BLURB: All societies, and especially diverse ones like the US, are multilingual; translingual
communication mediates life and professions and makes knowledge grow and work. Yet, myths
about language set up barriers, inhibiting free exchange and application of knowledge. These
myths include the ideas that knowledge must only be produced, can only be exchanged, and is
applied best through dominant languages—damaging assumptions that adversely affect many
domains, but particularly knowledge work by academics across the disciplines. Harm caused by
this suppression of languages has been long documented in the literature in language, writing,
and communication studies. Drawing on the research and his own efforts to counter language
ideologies, Dr. Shyam Sharma will present a framework and share practical strategies, showing
how transcending monolingual worldviews (and mobilizing all languages) helps academe and its
scholars to magnify the impact of the knowledge they produce, both transnationally and within
US academe and society.


Incidentally, I also facilitated a workshop for graduate students at Cornell, titled “Working Across Languages and Genres: Strategies for Magnifying the Impact of
Scholarship”
BLURB: Even in culturally and linguistically diverse societies, myths and ideologies narrow down the
number of languages and genres of knowledge sharing often to just one. But, as society and
technology both advance, beyond the journal article, and beyond English-only venues lie a vast
world of knowledge that circulates in many languages and many genres. Graduate students,
whatever number of languages they speak, have access to that vast network, which needs and
rewards their knowledge, offering them the opportunity to grow while giving back to
society/world. How can you harness the power of all your languages? How can you overcome
the barriers of perceptions and policies? A scholar who researches and teaches research and
writing across disciplines and countries, Dr. Shyam Sharma will engage graduate students in
hands-on activities and share practical strategies, helping graduate students explore how they
can harness the full power of different languages, genres, and mediums of communication. This
workshop will help them develop diverse ways to multiply the impact of the scholarship they
produce.

TU is Well [Republica Repost]

Published in Republica on February 11, 2022.
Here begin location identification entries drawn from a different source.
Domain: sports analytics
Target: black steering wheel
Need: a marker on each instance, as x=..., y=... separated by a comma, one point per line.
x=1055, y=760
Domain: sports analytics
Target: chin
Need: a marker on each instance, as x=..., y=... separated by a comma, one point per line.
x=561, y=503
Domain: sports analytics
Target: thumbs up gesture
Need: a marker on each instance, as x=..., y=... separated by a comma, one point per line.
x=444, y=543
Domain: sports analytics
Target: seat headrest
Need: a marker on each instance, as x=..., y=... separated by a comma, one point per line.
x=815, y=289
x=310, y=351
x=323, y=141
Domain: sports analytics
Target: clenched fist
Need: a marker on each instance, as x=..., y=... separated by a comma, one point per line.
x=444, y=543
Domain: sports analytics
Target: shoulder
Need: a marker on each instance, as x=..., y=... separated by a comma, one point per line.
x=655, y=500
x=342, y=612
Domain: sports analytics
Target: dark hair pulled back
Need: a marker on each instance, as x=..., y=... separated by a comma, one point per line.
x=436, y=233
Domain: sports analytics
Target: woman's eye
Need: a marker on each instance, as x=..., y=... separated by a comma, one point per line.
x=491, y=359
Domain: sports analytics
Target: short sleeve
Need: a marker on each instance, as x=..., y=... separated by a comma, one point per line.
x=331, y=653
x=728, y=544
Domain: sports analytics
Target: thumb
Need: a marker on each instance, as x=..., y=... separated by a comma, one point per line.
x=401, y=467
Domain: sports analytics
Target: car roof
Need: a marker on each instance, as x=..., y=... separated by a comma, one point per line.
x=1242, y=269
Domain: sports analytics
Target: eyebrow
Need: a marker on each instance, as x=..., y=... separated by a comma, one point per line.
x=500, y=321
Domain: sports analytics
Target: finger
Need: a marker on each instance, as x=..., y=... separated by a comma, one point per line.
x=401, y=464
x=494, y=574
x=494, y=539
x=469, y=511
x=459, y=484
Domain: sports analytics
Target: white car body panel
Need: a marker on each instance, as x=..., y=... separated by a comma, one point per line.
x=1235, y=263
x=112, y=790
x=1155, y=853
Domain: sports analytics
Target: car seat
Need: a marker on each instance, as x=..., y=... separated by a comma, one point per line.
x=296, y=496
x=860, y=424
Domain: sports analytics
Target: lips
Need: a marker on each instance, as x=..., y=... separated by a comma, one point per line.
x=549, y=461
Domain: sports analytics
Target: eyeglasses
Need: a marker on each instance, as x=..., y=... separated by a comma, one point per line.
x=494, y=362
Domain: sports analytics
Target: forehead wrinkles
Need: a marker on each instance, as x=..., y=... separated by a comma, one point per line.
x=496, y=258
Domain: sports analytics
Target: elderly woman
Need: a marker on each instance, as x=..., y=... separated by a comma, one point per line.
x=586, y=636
Nepalese academia, including Tribhuvan University, has challenges, but we must tell the full story, including what it is doing well.  
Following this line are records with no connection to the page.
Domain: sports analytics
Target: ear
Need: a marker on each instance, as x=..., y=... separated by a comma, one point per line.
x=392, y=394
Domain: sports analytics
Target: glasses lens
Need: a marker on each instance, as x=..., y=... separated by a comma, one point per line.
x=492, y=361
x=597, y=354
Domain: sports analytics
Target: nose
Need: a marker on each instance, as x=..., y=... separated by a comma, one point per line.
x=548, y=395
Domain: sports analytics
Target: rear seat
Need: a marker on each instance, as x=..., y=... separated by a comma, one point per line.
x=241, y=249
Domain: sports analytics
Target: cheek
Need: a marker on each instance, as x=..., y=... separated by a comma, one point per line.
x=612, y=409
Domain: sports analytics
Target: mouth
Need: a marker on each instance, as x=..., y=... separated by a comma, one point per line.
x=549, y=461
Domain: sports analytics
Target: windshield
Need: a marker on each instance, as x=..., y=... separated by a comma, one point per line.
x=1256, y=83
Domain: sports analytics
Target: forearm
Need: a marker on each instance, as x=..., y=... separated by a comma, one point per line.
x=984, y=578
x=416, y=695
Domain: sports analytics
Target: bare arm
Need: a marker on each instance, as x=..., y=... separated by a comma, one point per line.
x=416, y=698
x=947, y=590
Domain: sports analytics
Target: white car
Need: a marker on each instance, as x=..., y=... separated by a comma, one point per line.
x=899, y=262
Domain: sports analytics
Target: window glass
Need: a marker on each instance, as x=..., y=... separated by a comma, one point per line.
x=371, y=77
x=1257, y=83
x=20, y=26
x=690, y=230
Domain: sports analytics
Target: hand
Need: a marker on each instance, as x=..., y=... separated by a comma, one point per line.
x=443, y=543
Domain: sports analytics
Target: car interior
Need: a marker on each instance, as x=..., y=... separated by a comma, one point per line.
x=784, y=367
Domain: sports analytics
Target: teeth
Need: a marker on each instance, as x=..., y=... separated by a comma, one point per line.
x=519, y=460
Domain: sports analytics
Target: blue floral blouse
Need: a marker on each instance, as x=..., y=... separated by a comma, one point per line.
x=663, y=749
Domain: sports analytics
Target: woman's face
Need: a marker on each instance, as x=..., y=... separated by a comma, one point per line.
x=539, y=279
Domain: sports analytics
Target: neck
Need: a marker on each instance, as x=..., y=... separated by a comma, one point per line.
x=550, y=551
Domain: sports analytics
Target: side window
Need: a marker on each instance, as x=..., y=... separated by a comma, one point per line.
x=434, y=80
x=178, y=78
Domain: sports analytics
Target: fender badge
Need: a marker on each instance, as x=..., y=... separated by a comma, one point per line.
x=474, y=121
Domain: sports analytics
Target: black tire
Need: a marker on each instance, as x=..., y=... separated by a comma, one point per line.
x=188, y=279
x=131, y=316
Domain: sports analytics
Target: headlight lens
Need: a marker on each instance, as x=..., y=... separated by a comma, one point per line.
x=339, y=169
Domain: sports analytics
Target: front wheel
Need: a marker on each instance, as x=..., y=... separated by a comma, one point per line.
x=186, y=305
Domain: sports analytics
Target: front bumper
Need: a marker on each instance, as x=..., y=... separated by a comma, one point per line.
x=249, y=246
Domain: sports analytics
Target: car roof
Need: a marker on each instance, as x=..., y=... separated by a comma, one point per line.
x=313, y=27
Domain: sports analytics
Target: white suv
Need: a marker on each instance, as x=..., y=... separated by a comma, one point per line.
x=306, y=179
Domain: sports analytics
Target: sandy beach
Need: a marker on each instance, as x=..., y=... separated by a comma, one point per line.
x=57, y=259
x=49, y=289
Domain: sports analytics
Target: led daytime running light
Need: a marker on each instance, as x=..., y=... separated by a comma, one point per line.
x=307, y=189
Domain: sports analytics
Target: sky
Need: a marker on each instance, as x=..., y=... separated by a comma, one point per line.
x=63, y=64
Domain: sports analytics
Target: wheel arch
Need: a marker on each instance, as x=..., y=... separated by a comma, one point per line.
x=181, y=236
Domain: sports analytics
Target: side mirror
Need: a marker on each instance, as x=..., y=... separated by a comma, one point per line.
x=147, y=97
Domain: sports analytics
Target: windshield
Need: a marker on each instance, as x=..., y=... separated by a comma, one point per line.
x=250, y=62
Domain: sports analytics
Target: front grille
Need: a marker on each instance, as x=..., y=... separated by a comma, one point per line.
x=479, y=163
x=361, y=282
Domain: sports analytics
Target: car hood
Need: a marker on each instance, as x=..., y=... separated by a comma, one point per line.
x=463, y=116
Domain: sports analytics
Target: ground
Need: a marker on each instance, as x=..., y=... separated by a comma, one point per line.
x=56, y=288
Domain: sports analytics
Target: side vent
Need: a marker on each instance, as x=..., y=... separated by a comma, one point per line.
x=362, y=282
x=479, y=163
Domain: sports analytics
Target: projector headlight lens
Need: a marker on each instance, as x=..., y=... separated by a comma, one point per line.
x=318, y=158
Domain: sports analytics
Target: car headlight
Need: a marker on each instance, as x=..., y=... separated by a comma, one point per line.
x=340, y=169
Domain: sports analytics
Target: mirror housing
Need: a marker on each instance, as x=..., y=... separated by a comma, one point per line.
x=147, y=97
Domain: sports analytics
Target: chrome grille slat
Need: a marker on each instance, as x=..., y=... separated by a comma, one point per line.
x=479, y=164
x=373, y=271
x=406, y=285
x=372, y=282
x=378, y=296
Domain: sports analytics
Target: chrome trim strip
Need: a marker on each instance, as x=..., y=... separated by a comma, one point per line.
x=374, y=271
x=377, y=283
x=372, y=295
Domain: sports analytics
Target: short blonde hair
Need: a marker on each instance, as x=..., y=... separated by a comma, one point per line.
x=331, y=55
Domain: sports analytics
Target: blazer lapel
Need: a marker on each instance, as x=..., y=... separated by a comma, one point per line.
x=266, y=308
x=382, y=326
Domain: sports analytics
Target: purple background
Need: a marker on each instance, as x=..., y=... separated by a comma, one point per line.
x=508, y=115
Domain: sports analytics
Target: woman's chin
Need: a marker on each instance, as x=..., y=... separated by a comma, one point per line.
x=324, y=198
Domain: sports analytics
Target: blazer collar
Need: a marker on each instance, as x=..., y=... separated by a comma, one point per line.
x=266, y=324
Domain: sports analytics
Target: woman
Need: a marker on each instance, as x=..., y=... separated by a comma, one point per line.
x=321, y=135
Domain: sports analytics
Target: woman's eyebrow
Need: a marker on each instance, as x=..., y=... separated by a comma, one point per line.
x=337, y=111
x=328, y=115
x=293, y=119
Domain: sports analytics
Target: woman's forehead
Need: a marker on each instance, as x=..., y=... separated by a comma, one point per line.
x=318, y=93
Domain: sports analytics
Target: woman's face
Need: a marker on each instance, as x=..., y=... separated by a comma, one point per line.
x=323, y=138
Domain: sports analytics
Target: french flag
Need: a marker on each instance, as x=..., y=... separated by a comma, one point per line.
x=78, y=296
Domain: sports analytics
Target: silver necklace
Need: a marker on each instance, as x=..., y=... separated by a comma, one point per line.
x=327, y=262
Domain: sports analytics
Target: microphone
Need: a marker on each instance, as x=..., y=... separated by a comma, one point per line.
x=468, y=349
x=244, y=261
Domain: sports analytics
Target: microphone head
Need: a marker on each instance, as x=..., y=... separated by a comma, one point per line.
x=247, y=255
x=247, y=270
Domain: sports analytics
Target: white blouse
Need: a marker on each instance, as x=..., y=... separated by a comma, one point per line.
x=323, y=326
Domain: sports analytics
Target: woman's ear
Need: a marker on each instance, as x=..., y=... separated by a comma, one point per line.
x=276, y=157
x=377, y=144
I paused, somewhat sad, while skimming through responses submitted to the weekly reading assignment in a professional development workshop series last December. I was supporting the organizers, an informal network of Tribhuvan University scholars from across the country, as a resource person. One participant, who indicated was a senior scholar, had written that they “of course” didn’t need to “read about this issue … any more.” For the final workshop on “new opportunities for scholars’ professional development,” the task was to read some material provided and do some further research on how to prepare effective applications for scholarship/funding. The prompt said that everyone should share what they learned “whether it is for yourself or for supporting your students.…” This senior scholar’s refusal to read, it seemed, was due to “status issue.”
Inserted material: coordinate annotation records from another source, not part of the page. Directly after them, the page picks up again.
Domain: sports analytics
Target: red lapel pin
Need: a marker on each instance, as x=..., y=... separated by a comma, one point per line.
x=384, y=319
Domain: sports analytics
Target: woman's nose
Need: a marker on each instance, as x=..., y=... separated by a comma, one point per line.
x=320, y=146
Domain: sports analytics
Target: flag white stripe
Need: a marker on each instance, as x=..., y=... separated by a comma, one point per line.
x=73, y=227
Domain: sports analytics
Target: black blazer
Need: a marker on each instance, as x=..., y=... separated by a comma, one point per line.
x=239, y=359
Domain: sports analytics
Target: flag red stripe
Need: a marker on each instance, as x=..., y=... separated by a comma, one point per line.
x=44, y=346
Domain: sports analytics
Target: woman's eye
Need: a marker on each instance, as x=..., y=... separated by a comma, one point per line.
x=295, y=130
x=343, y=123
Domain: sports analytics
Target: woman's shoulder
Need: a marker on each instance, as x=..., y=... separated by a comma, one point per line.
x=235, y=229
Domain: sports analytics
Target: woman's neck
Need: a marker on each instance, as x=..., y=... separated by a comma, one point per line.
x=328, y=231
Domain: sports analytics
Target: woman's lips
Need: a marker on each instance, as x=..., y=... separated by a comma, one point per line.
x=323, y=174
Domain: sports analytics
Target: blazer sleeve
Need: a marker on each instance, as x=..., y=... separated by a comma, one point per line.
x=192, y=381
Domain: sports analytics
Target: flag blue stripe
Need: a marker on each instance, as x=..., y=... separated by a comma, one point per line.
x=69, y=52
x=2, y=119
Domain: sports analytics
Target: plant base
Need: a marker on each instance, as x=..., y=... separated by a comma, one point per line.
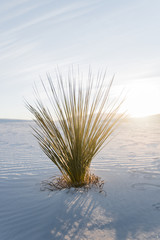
x=59, y=183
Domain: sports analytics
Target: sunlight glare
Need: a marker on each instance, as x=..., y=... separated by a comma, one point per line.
x=142, y=100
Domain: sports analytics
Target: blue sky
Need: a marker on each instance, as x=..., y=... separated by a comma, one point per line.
x=38, y=35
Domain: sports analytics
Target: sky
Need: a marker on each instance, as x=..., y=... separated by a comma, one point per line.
x=120, y=35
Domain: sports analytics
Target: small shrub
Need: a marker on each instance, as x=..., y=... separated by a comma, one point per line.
x=86, y=119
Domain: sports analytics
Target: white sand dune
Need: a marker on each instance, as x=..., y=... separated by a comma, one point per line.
x=129, y=165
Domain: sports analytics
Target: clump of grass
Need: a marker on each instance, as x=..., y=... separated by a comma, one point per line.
x=85, y=119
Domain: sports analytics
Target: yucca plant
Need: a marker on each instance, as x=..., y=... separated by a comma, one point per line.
x=77, y=126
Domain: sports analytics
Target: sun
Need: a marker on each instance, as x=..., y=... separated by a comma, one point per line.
x=142, y=100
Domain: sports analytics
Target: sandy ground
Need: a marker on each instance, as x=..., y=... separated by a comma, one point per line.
x=130, y=209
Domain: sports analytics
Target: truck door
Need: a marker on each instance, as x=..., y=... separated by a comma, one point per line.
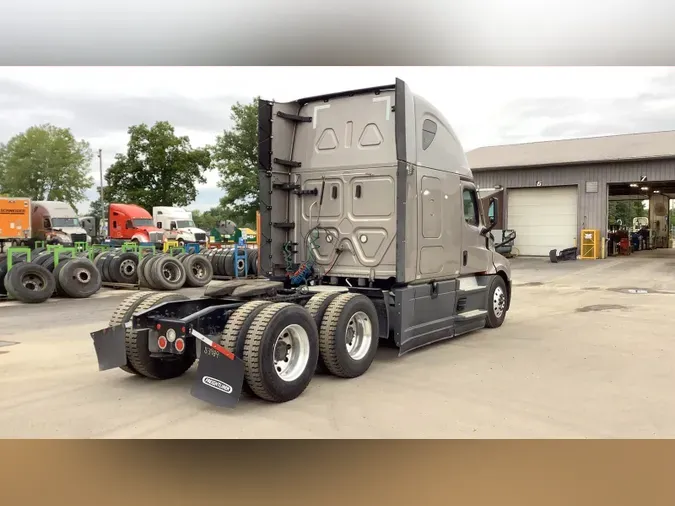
x=476, y=257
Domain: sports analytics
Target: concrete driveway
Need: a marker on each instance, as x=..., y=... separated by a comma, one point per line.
x=580, y=355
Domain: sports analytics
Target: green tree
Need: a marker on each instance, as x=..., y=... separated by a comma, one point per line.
x=95, y=205
x=46, y=163
x=236, y=157
x=158, y=169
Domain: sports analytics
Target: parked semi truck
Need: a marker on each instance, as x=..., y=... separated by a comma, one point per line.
x=130, y=222
x=57, y=223
x=371, y=229
x=15, y=221
x=178, y=225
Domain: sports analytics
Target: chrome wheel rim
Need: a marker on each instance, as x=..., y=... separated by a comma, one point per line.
x=359, y=335
x=291, y=352
x=198, y=271
x=498, y=302
x=171, y=272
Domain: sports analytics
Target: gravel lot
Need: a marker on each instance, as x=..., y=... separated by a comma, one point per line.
x=580, y=355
“Our son has finished reading” (padhisakyo), say our proud parents, meaning that he has completed a degree. “Reading” does refer to “studying” and “finishing” terminal degrees. But the reality that many scholars “stop reading” much once they enter academic careers makes the semi-metaphorical expression look very ugly. Discontinuing to read in a profession defined by lifelong learning is a real shame. Sounding like last year is not what a real scholar should do. This unfortunate condition is partly due to a misguided notion of status but it is also caused by current policy: while scholarship is required for promotion, serious study and production can be bypassed by using various shenanigans. The situation is improving but publication quality can still be skipped, especially by those who are politically active.

However, the reason I write this piece is to show that the above is only one part of the story about Nepal’s academe, including about Tribhuvan University. The rest of the narrative must also be advanced. Let us do that.